Library curation BOLD
This repository contains scripts and synonymy data for pipelining the automated curation of BOLD data dumps in BCDM TSV format. The goal is to implement the classification of barcode reference sequences as is being developed by the BGE consortium. A living document in which these criteria are being developed is located here.
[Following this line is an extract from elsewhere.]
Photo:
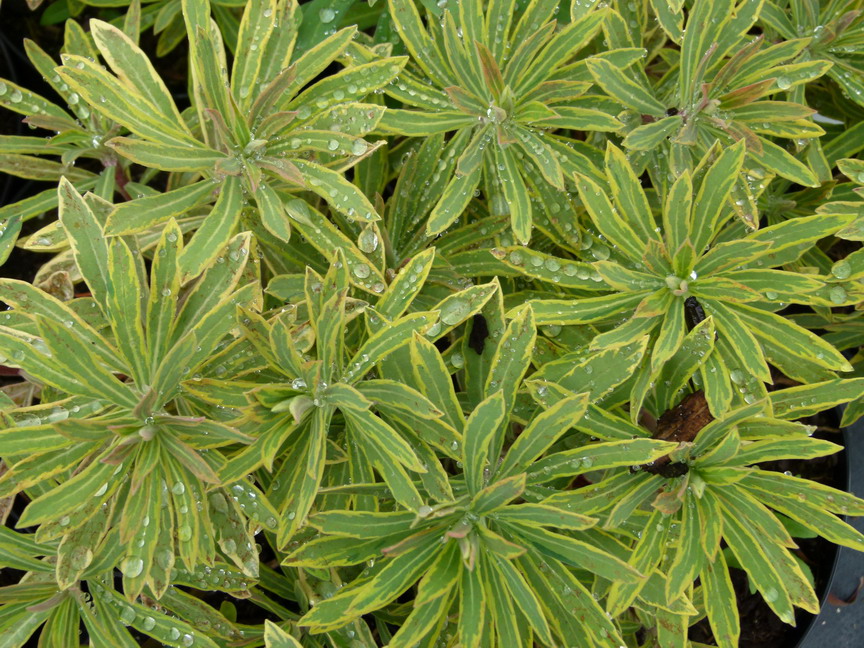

A further goal of this project is to develop the code in this repository according to the standards developed by the community in terms of automation, reproducibility, and provenance. In practice, this means including the scripts in a pipeline system such as snakemake, adopting an environment configuration system such as conda, and organizing the folder structure in compliance with the requirements of WorkFlowHub. The latter will provide it with a DOI and will help generate RO-crate documents, which means the entire tool chain is FAIR compliant according to the current state of the art.
Install
Clone the repo:
git clone https://github.com/FabianDeister/Library_curation_BOLD.git
Change directory:
cd Library_curation_BOLD
The code in this repo depends on various tools. These are managed using
the mamba
program (a drop-in replacement of conda
). The following
sets up an environment in which all needed tools are installed:
mamba env create -f environment.yml
Once set up, this is activated like so:
mamba activate bold-curation
How to run
Bash
Although the aim of this project is to integrate all steps of the process
in a simple snakemake pipeline, at present this is not implemented. Instead,
the steps are executed individually on the command line as perl scripts
within the conda/mamba environment. Because the current project has its own
perl modules in the lib
folder, every script needs to be run with the
additional include flag to add the module folder to the search path. Hence,
the invocation looks like the following inside the scripts folder:
perl -I../../lib scriptname.pl -arg1 val1 -arg2 val2
snakemake
Follow the installation instructions above.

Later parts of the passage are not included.